Native Americans were not all the same. There were and are many tribes, nations, languages, and racial sub-groups. They were often at war with each other, killed and committed wrongs against each other, and the land changed hands many times.
Suppose you want to return a piece of land to the ‘original inhabitants’. You’ll find that at some point tribe A occupied that land, then it was conquered by tribe B, who were ousted by tribe C, who formed an alliance with tribe D… so who do you return the land to? Who were the ‘original inhabitants’? Some vague generic idea of ‘those people’, seen as all the same, and either as subhuman or as noble savages - or real groups of real people who were very different and occupied different parts of the land at different times?
How far back do you go? In almost every region of the world, if you go back far enough, you’ll find that somebody killed somebody else and took over the land by force, somebody enslaved somebody else, and those people had in turn earlier taken over the land from somebody else, back and back.

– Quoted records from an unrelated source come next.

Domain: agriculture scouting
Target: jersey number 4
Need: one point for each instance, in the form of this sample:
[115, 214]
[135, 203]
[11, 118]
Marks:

You have to draw a line somewhere and use common sense. Mr D. is right about living memory, because that’s as far back as it is reasonable to go - when there are still living people who were personally affected by a wrong, and still living people who committed that wrong. Historical wrongs further back than that can’t be righted, but we can still do something about wrongs in the recent past against living people.
…to add nuance here: historical wrongs going further back than that can be righted, especially if bound by treaty. In New Zealand our founding document is the Treaty of Waitangi. At the heart of the treaty is the concept of partnership, autonomy, reciprocity and redress.
We are officially a bicultural nation, and historical grievances go through the process. The nature of the settlements vary from Iwi to Iwi and range from return of land to monetary settlements.
None of this changes my argument in the slightest.
I’m well aware of the diversity of the Native American peoples. I teach United States history and California History at a university in California. I can name many of the key tribal territories that existed in California (and other parts of the United States) at contact, and could, if I were so inclined, discuss some of the key differences between groups like the Luiseño, the Chumash, the Miwok, the Pomo, the Modoc, etc., etc. There was also incredible diversity in places like Australia, with a wide range of climates and geographies and cultures and practices and languages. I have anything BUT a simplistic and idealized understanding of this history.
But European arrivals and conquest fundamentally changed, in some very important ways, the nature of cultural contact in the New World. There was certainly conflict before, but the nature and scale and purpose of it changed dramatically afterwards. As I said, I recognize that none of this is actually going to lead to a return of the lands to their native owners. I’m a realist on that point. But don’t assume, just because I disagree with you, that I don’t understand the situation. I’ll bet, given my job, that I have a far better understanding than you of the pre- and post-contact situation here in the United States.